Toyota was followed by Mazda and Hyundai, with the brands selling 9608 and 9005 vehicles, respectively. The numbers also showed that sales of luxury vehicles jumped, with Mercedes–Benz selling 3373 vehicles, a rise of 22.5%. BMW sales also increased by 7.8%, with 2565 cars sold while Audi’s sales totalled 2002, a lift of 3.6%.
When it comes to what each brand is spending on media, Nielsen put BMW at the top of the list for the period May 2015 to April 2016, forking out $19.2 million on media. Mercedes-Benz came in second at $17.6 million during the period while Audi spent $15.8 million.
Audi recently rolled out a multimillion dollar marketing push that includes a sponsorship of AFL team, Hawthorn Hawks. The seven figure deal and its content are designed to get Audi in the spotlight for its sports cars and sub-brand Audi Sport as well as communicate the car maker’s broader brand message and create a halo effect.
The brand has taken a different tone with this activity than in other marketing to “create and be what people are interested in,” according to Goult who said the teams wanted to try “something different”. Audi’s sponsorship of the Hawks saw the brand creating content for YouTube as well as launching a big above-theline push that used the players and their skills to sell the spirit of the brand.
“It’s very easy to just distract people and offer ‘another message’. But rather than distracting, we want to be interesting. That’s really what changes the way and tone in which you communicate,” he said. “We can always talk about the four wheels, steering wheel and some windscreen wipers, but we wanted to be more engaging and tell people why and what they can do with the product. That is the success of marketing now, which is making us so much more engaging than a traditional car ad.”

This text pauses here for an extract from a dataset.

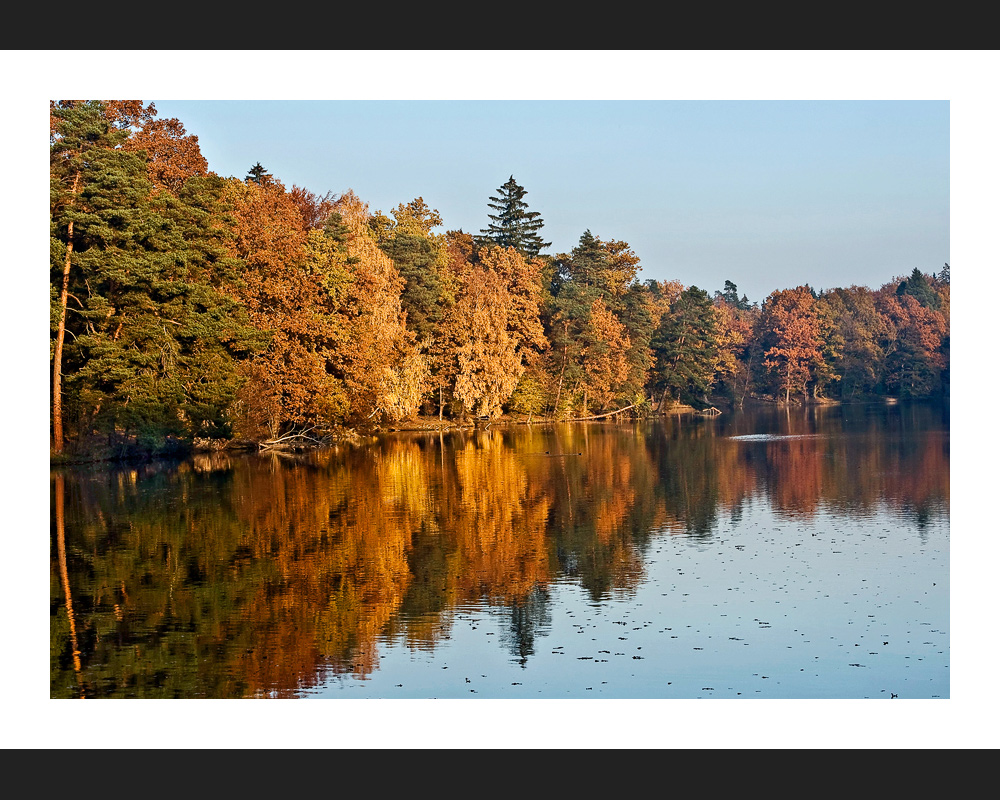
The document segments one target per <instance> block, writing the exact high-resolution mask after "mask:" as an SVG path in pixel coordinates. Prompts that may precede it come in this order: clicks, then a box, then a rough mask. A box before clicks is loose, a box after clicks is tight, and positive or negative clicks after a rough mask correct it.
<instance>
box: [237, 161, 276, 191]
mask: <svg viewBox="0 0 1000 800" xmlns="http://www.w3.org/2000/svg"><path fill="white" fill-rule="evenodd" d="M270 177H271V173H269V172H268V171H267V170H266V169H264V168H263V167H262V166H261V165H260V162H259V161H258V162H257V163H256V164H254V165H253V166H252V167H250V171H249V172H247V176H246V177H245V178H244V179H243V180H245V181H253V182H254V183H256V184H257V185H258V186H263V185H264V182H265V181H266V180H267V179H268V178H270Z"/></svg>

The car brand has also set its sights firmly on the collection of data. With the pathway to purchase shrinking in the luxury space, Doyle revealed that nowadays the first dealer a consumer encounters is likely to be the person they will buy their car from. So brands like Audi need to use data and mobile technology to get consumers through the door and ready to put their hands in their pockets.
“The buzzword a little while ago was ‘big data’ and for big data to work you need little data – that’s what we’ve been focusing on,” Goult explained.

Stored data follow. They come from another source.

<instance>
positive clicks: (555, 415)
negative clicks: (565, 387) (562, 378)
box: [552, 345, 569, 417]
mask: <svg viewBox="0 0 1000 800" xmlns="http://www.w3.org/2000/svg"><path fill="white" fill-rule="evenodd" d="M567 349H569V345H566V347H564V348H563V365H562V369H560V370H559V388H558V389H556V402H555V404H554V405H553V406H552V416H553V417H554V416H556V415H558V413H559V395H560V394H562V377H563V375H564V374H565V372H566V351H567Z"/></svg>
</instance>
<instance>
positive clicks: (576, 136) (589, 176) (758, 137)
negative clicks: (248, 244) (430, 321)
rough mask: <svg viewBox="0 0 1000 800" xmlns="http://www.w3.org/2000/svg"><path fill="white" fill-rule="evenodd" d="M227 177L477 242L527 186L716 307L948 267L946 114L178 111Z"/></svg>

“The path to purchase has gotten shorter, the challenge for us, or the advantage for us is the touch–points have gotten more frequent. There used to be a dozen touch–points, now we’re up to 20 touch–points.”
Audi is using techniques on mobile that allow consumers to show an image of their new car on their own driveway before they own it. This is so they can decide which colour goes best with their garage door or garden – it’s these types of innovative techniques the brand hopes will get consumers’ attention.
“Smartphone consumption for car buying is almost at the point where it’s overtaking desktop. Really the smartphone is everything for these customers,” Goult said.
The car maker spends about a third of its Australian marketing budget on digital, with that being towards the top end of the parameters set by global marketing, due to Australia’s high smartphone penetration.
Goult said his perspective on the role of a marketer is to be focused on brand rather than just customers who are in the market to buy a luxury car right now.
“Building a great brand is what’s going to build your success. Only 5% of the market are looking to buy a car at any one time. If you only focus on that sales funnel you’re not catching that broader audience,” he said.
“We’re a relatively young brand in Australia so that’s very important for us. We need to fill he top end of the traditional marketing funnel with the information, with the brand awareness and getting people to be inquisitive about our product. If you’re just focusing on the bottom end of the funnel you’re not building your brand.”
Goult explained that marketing is as competitive as ever in every category, with Audi setting itself the goal of doing the most innovative work it can in every channel.
“If you think old fashioned, you’ll stay old fashioned,” he emphasised. “We have to push our boundaries.”